My Picks For Best Running Moments

2000 Olympics- Ngeny nips El Guerrouj

Kenya’s Noah Ngeny and Hicham El Guerrouj were the favorites in the 1500 meters. Both men won their semifinal heats. El Guerrouj led the final through the last turn, but Ngeny pulled ahead with 25 meters remaining and set the current Olympic record with a time of 3:32.07, beating El Guerrouj by .25 second. El Guerrouj then enjoyed his Olympic breakthrough in 2004, edging Bernard Lagat by .12 in the 1500 (3:34.18), and then nipping Kenenisa Bekele in the 5000 by .20 (13:14.39).

1984 Woman US Olympic Marathon Trails and Olympic Marathon

Joan Benoit had arthroscopic surgery on her right knee on April 25 five days later she was running but overcompensated and injured her left hamstring.  One week before the trails she couldn’t run.  May 12 she won the first woman’s Olympic Marathon trails.  Three months later she won the Gold in the first Woman’s Olympic Marathon.

2000 Boston Marathon- closest men marathon finish

Three men rounded the final turn together onto Boylston Street.   Kenyan Elijah Lagat sprinted to the line beating Moses Tanui and Ethiopian Gezahenge Abera. Lagat and Abera were credited with the same finishing time (2:09:47), marking the closest 1-2 finish in race history. Tanui finished three seconds back (2:09:50), to mark the closest finish between the first three.
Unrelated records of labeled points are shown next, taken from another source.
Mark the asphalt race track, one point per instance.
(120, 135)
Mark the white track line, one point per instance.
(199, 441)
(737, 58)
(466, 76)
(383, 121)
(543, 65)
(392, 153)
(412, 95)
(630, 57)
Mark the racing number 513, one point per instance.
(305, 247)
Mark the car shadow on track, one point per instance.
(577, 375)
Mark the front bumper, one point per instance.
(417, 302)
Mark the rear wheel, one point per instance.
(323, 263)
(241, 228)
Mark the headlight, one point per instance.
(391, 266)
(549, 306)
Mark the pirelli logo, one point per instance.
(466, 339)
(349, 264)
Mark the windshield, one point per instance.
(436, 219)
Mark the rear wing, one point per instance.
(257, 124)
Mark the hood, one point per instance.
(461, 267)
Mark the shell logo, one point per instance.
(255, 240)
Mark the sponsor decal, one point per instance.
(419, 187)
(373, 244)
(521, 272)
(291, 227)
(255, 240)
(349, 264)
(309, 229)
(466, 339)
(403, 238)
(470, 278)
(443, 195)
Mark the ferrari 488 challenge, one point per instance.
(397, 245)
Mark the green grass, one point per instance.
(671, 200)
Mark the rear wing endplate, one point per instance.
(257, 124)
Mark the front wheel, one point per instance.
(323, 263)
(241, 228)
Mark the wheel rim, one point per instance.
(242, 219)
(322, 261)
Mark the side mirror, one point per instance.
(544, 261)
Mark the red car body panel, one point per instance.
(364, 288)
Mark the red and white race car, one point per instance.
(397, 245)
2009 Boston Marathon- closest woman’s marathon finish

Salina Kosgei, Dire Tune and American Kara Goucher battled down Boylston Street to the closest finish in Boston Marathon history.   Kosgei (2:32:16) edged Tune by one second. Tune collapsed at the line and was transported to a local hospital, but rebounded quickly enough to appear at the 5 p.m. awards ceremony.  Kara Goucher finished in 2:32:25.
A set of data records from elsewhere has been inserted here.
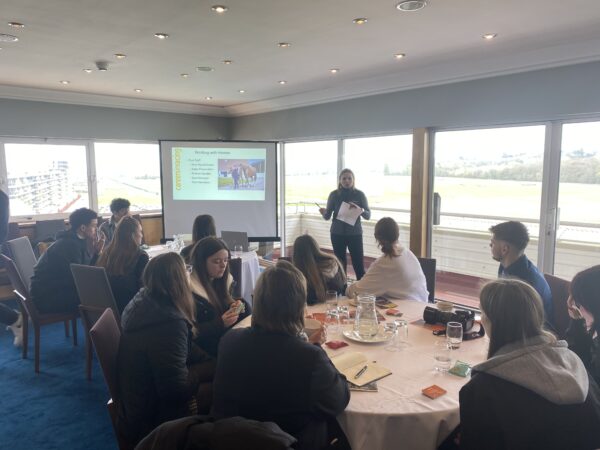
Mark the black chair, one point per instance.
(95, 295)
(428, 265)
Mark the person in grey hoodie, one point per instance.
(532, 392)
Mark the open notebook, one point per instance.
(351, 363)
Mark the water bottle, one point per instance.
(366, 325)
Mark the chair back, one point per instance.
(22, 254)
(235, 267)
(105, 335)
(20, 289)
(94, 288)
(559, 289)
(46, 229)
(428, 265)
1978- 1988 New York City Marathon

Grete Waitz was considering retiring, her husband convinced her to try running a marathon. Waitz was reluctant at first, but eventually called the New York City Road Runners Club to get an invitation to run the event. She was turned down. Although she was a champion, she had never run the 26.2-mile distance. Waitz was disappointed, mainly because she and her husband were hoping to have a vacation in New York but could not afford to go unless the club sponsored them. Fred Lebow, president of the club, called and suggested that she run as a “rabbit,” setting a fast pace for the elite women. She would not be expected to run fast for the entire distance, but only for a portion of the course. The farthest Waitz had ever run was 12 miles.  By the 19th mile, she began to tire, and she had lost track of how much farther she had to run because she was used to reading distances in kilometers, not miles. She won. She had registered so late that her bib number was not listed in the official guide to the runners, and no one knew who she was. When Fred Lebow asked who had won, all anyone could tell him was “Some blond girl.” She had no idea that she had won. In addition, she had set a new women’s world record with a time of 2:32.30, two minutes faster than the old record.